European Council on Foreign Relations

The clock is ticking on Cyprus

 

An island on the edge of Europe with an outsize banking sector, lots of offshore investors flocking in, and an external economic shock leading to a financial crash of dramatic proportions: it’s not like we have never been there. But this time around it’s Cyprus, not Ireland or Iceland. This is yet more proof that no country is an island spared amidst the pan-European storm which is unlikely to go away. The restructuring of Greek debt and the ‘haircut” imposed on institutional investors has taken toll on the banks in next-door Cyprus (the Bank of Cyprus alone took losses worth €1.3 billion a year ago). The situation is pretty dire: the two largest banks – the Bank of Cyprus and Laiki (Popular) Bank are practically bankrupt. And Cyprus, with bank assets eight times its GDP and deposits four times, outdoes both Ireland in 2010 and Iceland in 2008. But nonetheless the déjà vu continues: talking heads in Europe and beyond compute the likelihood of pan-European havoc wrought by a run on Cypriot banks: talk that by now is painfully familiar to everyone in the EU. For decades a Cyprus split into Greek and Turkish parts was a symbol of division. If anything it now stands for connectedness and interdependence, albeit of the negative kind.

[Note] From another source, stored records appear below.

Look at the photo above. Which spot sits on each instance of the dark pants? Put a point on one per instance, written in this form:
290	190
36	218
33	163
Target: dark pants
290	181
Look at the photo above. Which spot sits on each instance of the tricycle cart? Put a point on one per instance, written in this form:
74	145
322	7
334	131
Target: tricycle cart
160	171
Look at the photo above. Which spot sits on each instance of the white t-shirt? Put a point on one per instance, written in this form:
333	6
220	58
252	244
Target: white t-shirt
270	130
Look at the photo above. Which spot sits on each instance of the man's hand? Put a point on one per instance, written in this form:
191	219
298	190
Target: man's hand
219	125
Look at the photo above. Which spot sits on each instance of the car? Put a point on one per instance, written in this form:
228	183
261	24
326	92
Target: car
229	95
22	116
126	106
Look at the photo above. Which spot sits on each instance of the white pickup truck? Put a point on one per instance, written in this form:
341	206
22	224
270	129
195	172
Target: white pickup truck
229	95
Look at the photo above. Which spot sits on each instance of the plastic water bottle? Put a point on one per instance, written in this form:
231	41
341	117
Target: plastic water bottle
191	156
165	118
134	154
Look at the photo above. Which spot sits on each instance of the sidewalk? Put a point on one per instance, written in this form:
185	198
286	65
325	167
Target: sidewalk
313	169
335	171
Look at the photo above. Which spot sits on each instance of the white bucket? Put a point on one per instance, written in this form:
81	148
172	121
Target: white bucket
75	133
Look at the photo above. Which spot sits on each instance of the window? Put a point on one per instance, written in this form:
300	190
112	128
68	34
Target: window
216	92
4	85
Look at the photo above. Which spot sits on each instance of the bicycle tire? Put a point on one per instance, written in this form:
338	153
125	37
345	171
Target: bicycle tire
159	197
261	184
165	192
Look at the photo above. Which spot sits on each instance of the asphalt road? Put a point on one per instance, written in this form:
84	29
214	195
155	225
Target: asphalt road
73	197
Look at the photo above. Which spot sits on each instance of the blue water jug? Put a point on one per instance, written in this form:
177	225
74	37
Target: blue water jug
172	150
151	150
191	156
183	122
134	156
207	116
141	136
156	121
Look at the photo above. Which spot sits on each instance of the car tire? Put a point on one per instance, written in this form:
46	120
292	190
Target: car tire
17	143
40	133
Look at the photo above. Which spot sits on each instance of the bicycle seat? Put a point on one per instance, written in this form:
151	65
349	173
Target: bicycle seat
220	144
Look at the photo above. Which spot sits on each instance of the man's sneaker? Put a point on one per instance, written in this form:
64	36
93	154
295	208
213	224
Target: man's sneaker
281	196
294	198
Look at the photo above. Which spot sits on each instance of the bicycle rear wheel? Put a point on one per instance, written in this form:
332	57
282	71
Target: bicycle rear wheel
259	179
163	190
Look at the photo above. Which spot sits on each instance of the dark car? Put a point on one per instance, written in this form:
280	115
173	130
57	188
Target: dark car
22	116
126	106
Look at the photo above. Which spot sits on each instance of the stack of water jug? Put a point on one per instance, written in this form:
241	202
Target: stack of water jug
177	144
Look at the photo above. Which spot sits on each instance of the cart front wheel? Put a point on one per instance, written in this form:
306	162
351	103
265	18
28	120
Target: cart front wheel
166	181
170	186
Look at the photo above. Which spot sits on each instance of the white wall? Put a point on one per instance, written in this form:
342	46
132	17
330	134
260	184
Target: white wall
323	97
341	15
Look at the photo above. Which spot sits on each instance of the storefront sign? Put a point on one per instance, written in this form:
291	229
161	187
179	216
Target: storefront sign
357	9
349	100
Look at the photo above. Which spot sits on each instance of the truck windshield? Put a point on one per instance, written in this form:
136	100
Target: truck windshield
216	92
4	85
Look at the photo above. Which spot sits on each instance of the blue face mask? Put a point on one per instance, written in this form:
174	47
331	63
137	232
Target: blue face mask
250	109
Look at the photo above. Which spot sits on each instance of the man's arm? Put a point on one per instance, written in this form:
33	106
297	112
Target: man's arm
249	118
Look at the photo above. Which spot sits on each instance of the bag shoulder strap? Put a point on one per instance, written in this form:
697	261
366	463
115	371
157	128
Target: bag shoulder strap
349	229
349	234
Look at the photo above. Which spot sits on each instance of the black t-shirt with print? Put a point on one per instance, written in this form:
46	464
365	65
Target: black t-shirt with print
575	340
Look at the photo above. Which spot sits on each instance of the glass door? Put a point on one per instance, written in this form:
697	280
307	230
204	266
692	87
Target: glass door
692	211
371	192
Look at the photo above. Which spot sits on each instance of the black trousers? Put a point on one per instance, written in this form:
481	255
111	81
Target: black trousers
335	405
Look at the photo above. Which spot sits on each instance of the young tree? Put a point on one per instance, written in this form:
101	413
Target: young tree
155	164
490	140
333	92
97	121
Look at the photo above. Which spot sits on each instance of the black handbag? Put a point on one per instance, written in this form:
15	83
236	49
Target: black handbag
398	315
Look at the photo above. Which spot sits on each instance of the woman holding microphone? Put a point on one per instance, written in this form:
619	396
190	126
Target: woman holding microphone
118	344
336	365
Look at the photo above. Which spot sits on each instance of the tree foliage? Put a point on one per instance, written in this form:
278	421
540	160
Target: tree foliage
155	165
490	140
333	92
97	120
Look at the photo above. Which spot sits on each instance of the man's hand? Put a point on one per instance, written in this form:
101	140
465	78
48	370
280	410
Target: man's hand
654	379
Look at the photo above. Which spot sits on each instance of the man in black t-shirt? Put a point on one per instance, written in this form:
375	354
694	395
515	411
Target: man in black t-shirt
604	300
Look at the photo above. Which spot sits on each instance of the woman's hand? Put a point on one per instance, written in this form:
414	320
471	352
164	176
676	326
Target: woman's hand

Interdependence is all fine and dandy in fair weather but when times get tough who it is to pay the bill? Obviously, the European Stability Mechanism (ESM) was set up to that end. But it is ultimately an intergovernmental tool, dependent on the will of member states. Which in turn means that leaders such as Angela Merkel have to convince their sceptical voters why their taxes should be spent to revive reckless banks and Russian depositors (believed to hold up to €20 billion in deposits) in a land far away which is, on top of everything, a known offshore haven. Why not opt for an Iceland scenario and leave banks go bust, while guaranteeing deposits? In all fairness, the (in)famous troika composed of the European Central Bank (ECB), the IMF and the European Commission has taken a more nuanced position – the €10 billion bailout package from the ESM has to be matched by €5.8 billion raised by Cyprus itself, perhaps by a “bail-in” of banks themselves. Only that two days ago mass protests forced the parliament in Nicosia to strike down the plan, which foresaw a one-off levy charge of up to 9.9% on depositors.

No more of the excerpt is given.